The tree ADT stores elements hierarchically. There is a distinguished root node. All other nodes have a parent of which they are a child. We use nodes and positions interchangeably for trees.
The definition above precludes an empty tree. This is a matter of taste some authors permit empty trees, others do not.
Some more definitions.
We order the children of a binary tree so that the left child comes before the right child.
There are many examples of trees. You learned tree-structured file systems in 202. However, despite what the book says, for Unix/Linux at least the file system does not form a tree (due to hard and symbolic links).
These notes can be thought of as a tree with nodes corresponding to the chapters, sections, subsections, etc.
Games like chess are analyzed in terms of trees. The root is the current position. For each node its children are the positions resulting from the possible moves. Chess playing programs often limit the depth so that the number of examined moves is not too large.
The leaves are constants or variables and the internal nodes are binary arithmetic operations (+,-,*,/). The tree is a proper ordered binary tree (since we are considering binary operators). The value of a leaf is the value of the constant or variable. The value of an internal node is obtained by applying the operator to the values of the children (in order).

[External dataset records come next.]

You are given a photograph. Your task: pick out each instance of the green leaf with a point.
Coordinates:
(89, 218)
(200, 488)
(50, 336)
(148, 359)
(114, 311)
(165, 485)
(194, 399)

Evaluate an arithmetic expression tree on the board.
Homework: R-2.2, but made easier by replacing 21 by 10. If you wish you can do the problem in the book instead (I think it is harder).
We have three accessor methods (i.e., methods that permit us to access the nodes of the tree.
We have four query methods that test status.
Finally generic methods that are useful but not related to the tree structure.
Traversing a tree is a systematic method for accessing or "visiting" each node. We will see and analyze three tree traversal algorithms, inorder, preorder, and postorder. They differ in when we visit an internal node relative to its children. In preorder we visit the node first, in postorder we visit it last, and in inorder, which is only defined for binary trees, we visit the node between visiting the left and right children.
Recursion will be a very big deal in traversing trees!!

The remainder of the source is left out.